Erwin Piscator: War and Peace – after the novel by Leo N. Tolstoy, adapted by Erwin Piscator, score by Boris Blacher (1955)

Text and score: Erwin Piscator and Boris Blacher
Erwin Piscator: War and Peace, score by Boris Blacher, 1955
Akademie der Künste, Blacher-Archiv Inv. Nr. 1_75_125, S. 1 © Karl-Heinz Piscator, Gerty Blacher

Erwin Piscator: War and Peace – after the novel by Leo N. Tolstoy, adapted by Erwin Piscator, score by Boris Blacher (1955)

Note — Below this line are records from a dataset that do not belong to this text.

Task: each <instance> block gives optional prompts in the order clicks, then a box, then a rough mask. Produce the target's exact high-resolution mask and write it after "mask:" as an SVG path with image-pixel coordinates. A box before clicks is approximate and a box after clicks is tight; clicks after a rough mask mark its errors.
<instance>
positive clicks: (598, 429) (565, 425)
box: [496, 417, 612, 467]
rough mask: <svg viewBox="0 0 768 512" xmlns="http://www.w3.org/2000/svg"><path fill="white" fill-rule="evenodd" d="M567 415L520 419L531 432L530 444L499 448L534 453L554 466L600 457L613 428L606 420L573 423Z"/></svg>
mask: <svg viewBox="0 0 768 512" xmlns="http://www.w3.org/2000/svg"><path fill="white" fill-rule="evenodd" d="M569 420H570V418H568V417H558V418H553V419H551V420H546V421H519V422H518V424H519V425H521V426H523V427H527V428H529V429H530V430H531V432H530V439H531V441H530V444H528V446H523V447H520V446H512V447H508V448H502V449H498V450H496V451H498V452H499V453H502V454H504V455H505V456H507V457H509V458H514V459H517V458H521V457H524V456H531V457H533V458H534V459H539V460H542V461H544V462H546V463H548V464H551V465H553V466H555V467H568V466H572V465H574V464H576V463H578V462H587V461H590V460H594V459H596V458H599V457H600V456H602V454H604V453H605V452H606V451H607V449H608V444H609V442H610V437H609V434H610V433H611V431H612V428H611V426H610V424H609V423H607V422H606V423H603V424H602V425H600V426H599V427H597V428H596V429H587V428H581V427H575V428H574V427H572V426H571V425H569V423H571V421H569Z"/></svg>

Erwin Piscator had harboured the desire to put on Leo Tolstoy's War and Peace as a stage production for years. The director had become a pacifist and first engaged with the novel as a soldier in World War I. After the Nazis assumed power, he wanted to use the piece to warn against Hitler. While in exile in France in 1938, Piscator developed a stage adaptation of the novel that he hoped to put on on London's West End and Broadway. After emigrating to the US a few months before the start of World War II, his plans came to nought. Instead, in 1940 Piscator became the director of the Dramatic Workshop of the New School of Social Research. Here, in 1942, he had the opportunity to put on the piece for the first time on the studio stage of his school, albeit in more modest surroundings than he had envisioned.

In 1951 the director left the US and returned to Germany. Finding a new professional home in the Federal Republic, however, proved difficult. After nearly 20 years abroad, the theatre scene in Germany had become alien to him. His ultimate breakthrough came with War and Peace. In 1955 the piece was staged to great public acclaim in a new musical version by Boris Blacher at the Schillertheater in West Berlin. The stage version was translated into multiple languages and performed in 16 countries.